Use your own data to pretrain a BERT model.

```python
from transformers_keras import BertTFRecordDatasetBuilder
from transformers_keras import BertRunner


dataset_builder = BertTFRecordDatasetBuilder(
    max_sequence_length=128, record_option='GZIP', train_repeat_count=100, eos_token='T')

model_config = {
    'max_positions': 128,
    'num_layers': 6,
    'vocab_size': 21128,
}

runner = BertRunner(model_config, dataset_builder, model_dir='models/bert')

train_files = ['testdata/bert_custom_pretrain.tfrecord']
runner.train(train_files, epochs=10, callbacks=None)

```
Tips:
>
> You need prepare your data to tfrecord format. You can use this script: [create_pretraining_data.py](https://github.com/google-research/bert/blob/master/create_pretraining_data.py)
>
> You can subclass `transformers_keras.tokenizers.BertTFRecordDatasetBuilder` to parse custom tfrecord examples as you need.


### Load a pretrained BERT model

You can use an `BertAdapter` to load pretrained models.

Here is an example.

```python
from transformers_keras.adapters import BertAdapter

# download the pretrained model and extract it to some path
PRETRAINED_BERT_MODEL = '/path/to/chinese_L-12_H-768_A-12'

adapter = BertAdapter(strategy='chinese-bert-base')
model, vocab_file = adapter.adapte(PRETRAINED_BERT_MODEL)

print('model inputs: {}'.format(model.inputs))
print('model outputs: {}'.format(model.outputs))

```

will print:

```bash
model inputs: [<tf.Tensor 'input_ids:0' shape=(None, 512) dtype=int32>, <tf.Tensor 'segment_ids:0' shape=(None, 512) dtype=int32>, <tf.Tensor 'input_mask:0' shape=(None, 512) dtype=int32>]
model outputs: [<tf.Tensor 'predictions/Identity:0' shape=(512, 21128) dtype=float32>, <tf.Tensor 'relations/Identity:0' shape=(2,) dtype=float32>]
```

You can implement a custom `Strategy` to load pretrained models from anywhere. 
The `transformers_keras.adapters.bert_adapter.ChineseBertBaseStrategy` is an good example.

Then, you can use this model to do anything you want!


## ALBERT

You can use `ALBERT` model in two ways:
* [Pretraining a new ALBERT model](#pretraining-a-new-albert-model)
* [Load a pretrained ALBERT model](#load-a-pretrained-albert-model)


### Pretraining a new ALBERT model
You should process your data to tfrecord format.
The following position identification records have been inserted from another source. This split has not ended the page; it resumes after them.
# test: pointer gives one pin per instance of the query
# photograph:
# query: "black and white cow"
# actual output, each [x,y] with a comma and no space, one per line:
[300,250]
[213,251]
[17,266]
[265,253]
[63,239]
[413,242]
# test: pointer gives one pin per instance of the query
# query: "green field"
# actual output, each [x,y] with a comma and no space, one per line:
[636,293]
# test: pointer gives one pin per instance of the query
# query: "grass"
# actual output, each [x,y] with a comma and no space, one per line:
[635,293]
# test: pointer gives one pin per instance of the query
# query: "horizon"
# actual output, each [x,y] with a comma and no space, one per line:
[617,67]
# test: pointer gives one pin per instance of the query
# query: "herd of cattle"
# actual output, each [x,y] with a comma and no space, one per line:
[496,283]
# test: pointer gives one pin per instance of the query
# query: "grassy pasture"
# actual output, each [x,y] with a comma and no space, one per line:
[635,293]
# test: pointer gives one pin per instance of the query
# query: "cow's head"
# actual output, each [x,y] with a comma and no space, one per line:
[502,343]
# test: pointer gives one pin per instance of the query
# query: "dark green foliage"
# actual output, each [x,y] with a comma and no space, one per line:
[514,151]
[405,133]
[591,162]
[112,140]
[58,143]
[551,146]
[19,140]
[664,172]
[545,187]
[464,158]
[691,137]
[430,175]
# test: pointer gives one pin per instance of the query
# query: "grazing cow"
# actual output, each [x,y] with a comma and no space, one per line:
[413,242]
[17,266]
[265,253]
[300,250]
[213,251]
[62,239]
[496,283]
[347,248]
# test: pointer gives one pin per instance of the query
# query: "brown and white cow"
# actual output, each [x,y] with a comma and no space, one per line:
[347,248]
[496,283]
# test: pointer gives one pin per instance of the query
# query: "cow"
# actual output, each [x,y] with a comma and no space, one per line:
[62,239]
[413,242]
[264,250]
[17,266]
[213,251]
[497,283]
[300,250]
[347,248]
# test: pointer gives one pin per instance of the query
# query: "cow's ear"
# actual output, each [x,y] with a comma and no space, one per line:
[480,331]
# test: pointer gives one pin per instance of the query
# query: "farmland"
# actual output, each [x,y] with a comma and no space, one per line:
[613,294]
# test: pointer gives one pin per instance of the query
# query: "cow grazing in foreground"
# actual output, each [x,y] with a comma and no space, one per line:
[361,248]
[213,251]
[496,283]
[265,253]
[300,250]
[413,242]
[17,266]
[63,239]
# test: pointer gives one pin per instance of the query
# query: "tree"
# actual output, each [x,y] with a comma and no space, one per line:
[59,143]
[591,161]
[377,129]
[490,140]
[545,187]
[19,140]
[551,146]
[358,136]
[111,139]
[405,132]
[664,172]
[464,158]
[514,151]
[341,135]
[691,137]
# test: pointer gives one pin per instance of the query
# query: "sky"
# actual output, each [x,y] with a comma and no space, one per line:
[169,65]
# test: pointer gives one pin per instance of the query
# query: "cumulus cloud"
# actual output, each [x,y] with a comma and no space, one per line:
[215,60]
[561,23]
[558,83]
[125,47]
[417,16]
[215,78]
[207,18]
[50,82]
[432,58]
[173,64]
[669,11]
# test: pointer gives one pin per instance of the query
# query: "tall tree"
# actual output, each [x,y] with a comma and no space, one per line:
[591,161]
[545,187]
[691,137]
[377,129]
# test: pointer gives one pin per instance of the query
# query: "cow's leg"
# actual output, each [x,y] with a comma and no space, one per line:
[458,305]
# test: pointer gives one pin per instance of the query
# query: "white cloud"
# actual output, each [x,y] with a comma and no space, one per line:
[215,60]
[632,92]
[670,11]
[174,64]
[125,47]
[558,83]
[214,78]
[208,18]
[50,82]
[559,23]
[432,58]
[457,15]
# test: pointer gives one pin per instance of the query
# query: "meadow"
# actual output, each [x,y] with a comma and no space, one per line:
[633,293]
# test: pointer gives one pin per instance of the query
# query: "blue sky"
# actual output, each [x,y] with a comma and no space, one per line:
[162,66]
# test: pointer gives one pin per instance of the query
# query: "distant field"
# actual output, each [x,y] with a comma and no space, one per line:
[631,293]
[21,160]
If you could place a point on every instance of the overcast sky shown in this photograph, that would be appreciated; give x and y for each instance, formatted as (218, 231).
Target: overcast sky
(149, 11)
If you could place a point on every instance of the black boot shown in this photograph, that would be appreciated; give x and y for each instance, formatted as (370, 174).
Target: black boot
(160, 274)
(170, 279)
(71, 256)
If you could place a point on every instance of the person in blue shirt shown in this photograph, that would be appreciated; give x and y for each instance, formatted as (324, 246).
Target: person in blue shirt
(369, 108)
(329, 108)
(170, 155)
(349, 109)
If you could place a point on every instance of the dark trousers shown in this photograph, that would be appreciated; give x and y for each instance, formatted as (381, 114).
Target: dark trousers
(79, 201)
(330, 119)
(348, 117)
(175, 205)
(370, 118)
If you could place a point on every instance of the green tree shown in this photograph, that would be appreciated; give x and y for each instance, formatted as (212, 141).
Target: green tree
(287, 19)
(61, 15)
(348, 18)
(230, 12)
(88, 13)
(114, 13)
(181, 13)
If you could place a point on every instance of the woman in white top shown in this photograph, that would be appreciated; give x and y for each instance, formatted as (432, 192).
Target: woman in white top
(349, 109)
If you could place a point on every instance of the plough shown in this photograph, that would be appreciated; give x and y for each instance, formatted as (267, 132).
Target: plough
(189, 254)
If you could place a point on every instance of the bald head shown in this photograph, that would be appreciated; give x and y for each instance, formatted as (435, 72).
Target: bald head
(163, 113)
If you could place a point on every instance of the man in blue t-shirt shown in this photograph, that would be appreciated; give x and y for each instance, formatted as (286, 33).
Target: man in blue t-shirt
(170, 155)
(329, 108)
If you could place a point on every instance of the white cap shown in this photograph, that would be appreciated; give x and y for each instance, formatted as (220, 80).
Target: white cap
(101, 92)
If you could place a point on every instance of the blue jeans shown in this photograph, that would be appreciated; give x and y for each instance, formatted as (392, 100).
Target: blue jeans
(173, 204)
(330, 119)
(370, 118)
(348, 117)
Modify this script `transformers_keras/utils/bert_tfrecord_custom_generator.py` as you need.


```python
from transformers_keras import BertTFRecordDatasetBuilder
from transformers_keras import AlbertRunner

# ALBERT has the same data format with BERT
dataset_builder = BertTFRecordDatasetBuilder(
    max_sequence_length=128, record_option='GZIP', train_repeat_count=100, eos_token='T')

model_config = {
    'max_positions': 128,
    'num_layers': 6,
    'num_groups': 1,
    'num_layers_each_group': 1,
    'vocab_size': 21128,
}

runner = AlbertRunner(model_config, dataset_builder, model_dir='models/albert')

train_files = ['testdata/bert_custom_pretrain.tfrecord']
runner.train(train_files, epochs=10, callbacks=None)

```

### Load a pretrained ALBERT model

You can use an `AlbertAdapter` to load pretrained models.

Here is an example.

```python
from transformers_keras.adapters import AlbertAdapter

# download the pretrained model and extract it to some path
PRETRAINED_BERT_MODEL = '/path/to/zh_albert_large'

adapter = AlbertAdapter(strategy='zh-albert-large')
model, vocab_file = adapter.adapte(PRETRAINED_BERT_MODEL)

print('model inputs: {}'.format(model.inputs))
print('model outputs: {}'.format(model.outputs))

```

will print:

```bash
model inputs: [<tf.Tensor 'input_ids:0' shape=(None, 512) dtype=int32>, <tf.Tensor 'segment_ids:0' shape=(None, 512) dtype=int32>, <tf.Tensor 'input_mask:0' shape=(None, 512) dtype=int32>]
model outputs: [<tf.Tensor 'predictions/Identity:0' shape=(None, 512, 21128) dtype=float32>, <tf.Tensor 'relations/Identity:0' shape=(None, 2) dtype=float32>]
```

You can implement a custom `Strategy` to load pretrained models from anywhere. 
The `transformers_keras.adapters.albert_adapter.ChineseAlbertLargeStrategy` is an good example.

Then, you can use this model to do anything you want!